The answer is actually not as straight forward as we might like it to be. It depends on a few factors. How long we have been working out, what kind of exercise we do, and even how old we are all are important factors regarding how quickly we lose our “fitness” level.
- How long have you been working out? If you are fairly new to fitness, it will likely not take that long to lose what you have started. If, however, you have been at it for a while (a year or longer), it might take longer than you think to lose your fitness level. “The period of detraining comes with a decrease in muscle capillary density, which in athletes can take place in 2-3 weeks. Muscle capillary density is the number of capillaries per unit cross-sectional area of muscle. Your Arterial-venous oxygen difference (how much oxygen is removed from the blood) would be unchanged after a short-term break but will decline if inactivity continues”, according to the website Azumio. The arterial- venous what? Basically it’s just the scientific way to say that, on average, we have about 2 and a half weeks before we begin to lose our fitness level when we take a break. Of course losing our total fitness would take a lot longer. Fortunately, like riding a bike, our bodies recall fitness easily and if we are consistent, can bounce back.
- What kind of exercise do you do? The type of exercise we do is also a factor in how long it takes us to get out of shape. If we do mainly cardio exercise, it will likely take a shorter period of time to lose fitness (about two weeks). While your cardio conditioning does fall faster than strength conditioning, it’s easier to regain, experts say. If you do more strength training, then it usually takes a longer time to lose fitness. This is because the body likes to hold onto strength for as long as it can. Some call it muscle memory, and it is one reason that a combination of cardio and strength, rather than just cardio, is a good idea. Someone who is used to regular strength and cardiovascular fitness can take a break up to two weeks before they start to lose the gains they have made in their fitness level.
- How old are you? Age is another contributing factor in our bounce back time. The older we are, the quicker our body loses its gains and the longer it takes to achieve them again. Sadly, this is just part of the natural aging process. When looking at 41 people who were either 20 to 30 years old or 65 to 75 years old, the older subjects in a recent study lost strength almost twice as fast as the younger subjects during a six-month “detraining” period. So as we get older, it might be better to try to maintain a fitness regimen that includes both cardio and strength, and is something that we can be consistent about.
We all take breaks from fitness. This is a good thing! (Check out this article from HuffPost about why serious athletes benefit from breaks). There are many reasons we might take a break. Things like illness or injury, a new baby, burn out, and even our schedules (or our children’s schedules) might cause us to take a break in our exercise routine. We should not worry if we have had to step away from fitness for a while. Keeping a positive attitude as we return to it is important. While we do lose fitness, we can be assured that it is not lost for good. It will return, and sometimes after a much needed break, it can return at an even higher level. .
What are some things we can try to do if we have to take a break?
- Try to do light cardio. Even a short walk every other day can maintain a low level of fitness. Try to get out when you can and do whatever small exercise you can.
- Incorporate light resistance training. If you have even small free weights (2-5 lbs.), you can do simple arm exercises to maintain a little strength. The internet is full of 3-7 minute workouts you can do for strength or cardio!
- Eat well. Sometimes when we take a break from exercise, we are more likely to eat better because we know we aren’t getting the fitness part. Eating a balanced diet with protein, low-fat (but good fat), and lots of fruits and veggies will go a long way to help us to feel good when we have to pause our fitness.
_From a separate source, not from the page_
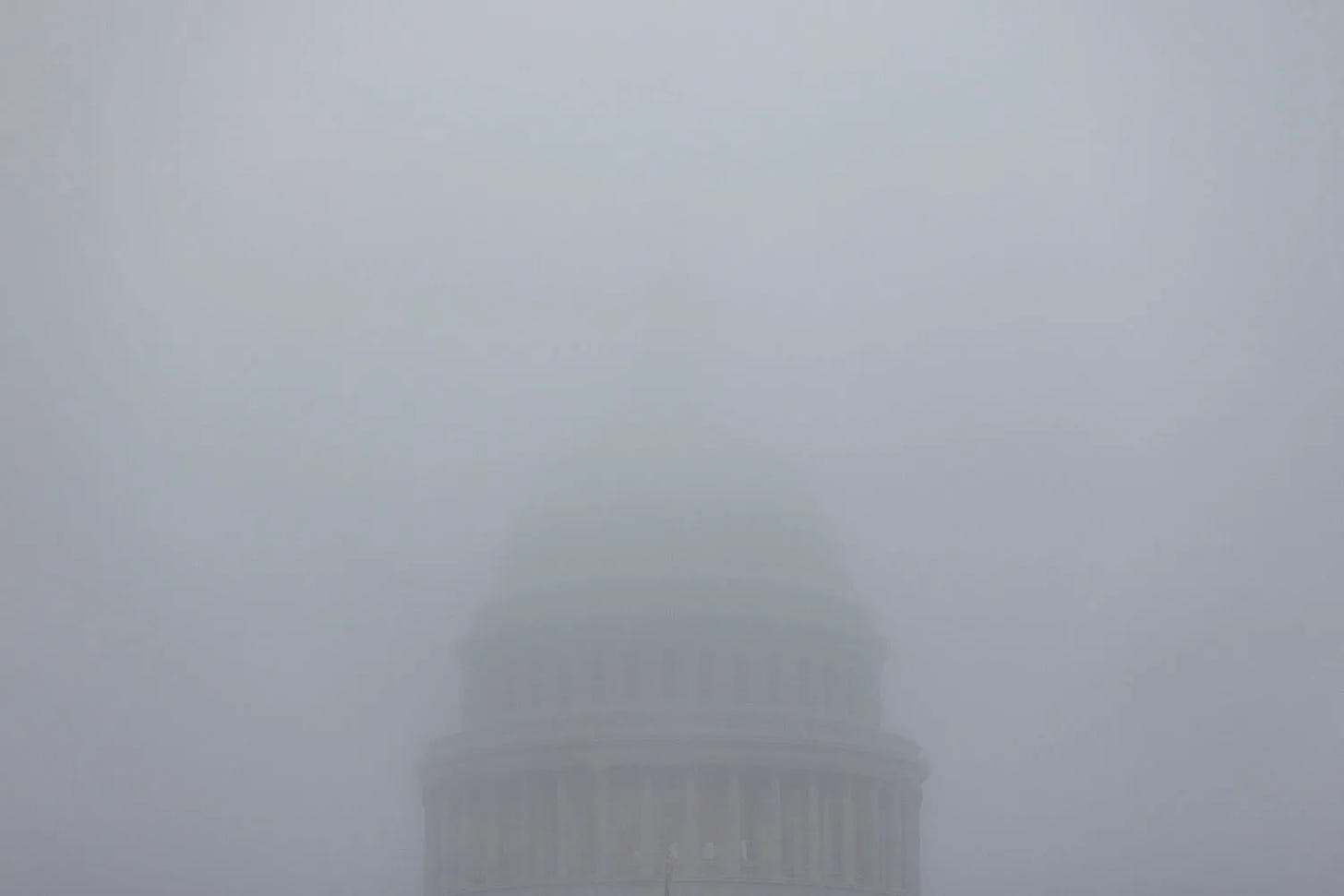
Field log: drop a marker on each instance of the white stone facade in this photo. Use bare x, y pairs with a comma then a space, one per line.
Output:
749, 751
- Stay positive. This might sound trite, yet it is important. Find a good spiritual book to read and stay in contact with your workout buddies even if you aren’t working out with them. The worst thing we can do is let our minds become negatively affected. If we are used to regular exercise, it can sometimes cause us to feel badly about ourselves when we take a break, even if it is a much needed one. Remember that we are more than our physical bodies; we are body, mind, and spirit. If we tend to the mind and the spirit, and try to feed our bodies healthy food, we can rest assured that whatever reason we have had to take a break, we will be ok! Set some new goals and don’t dwell on the past. Think about all the things to be grateful for.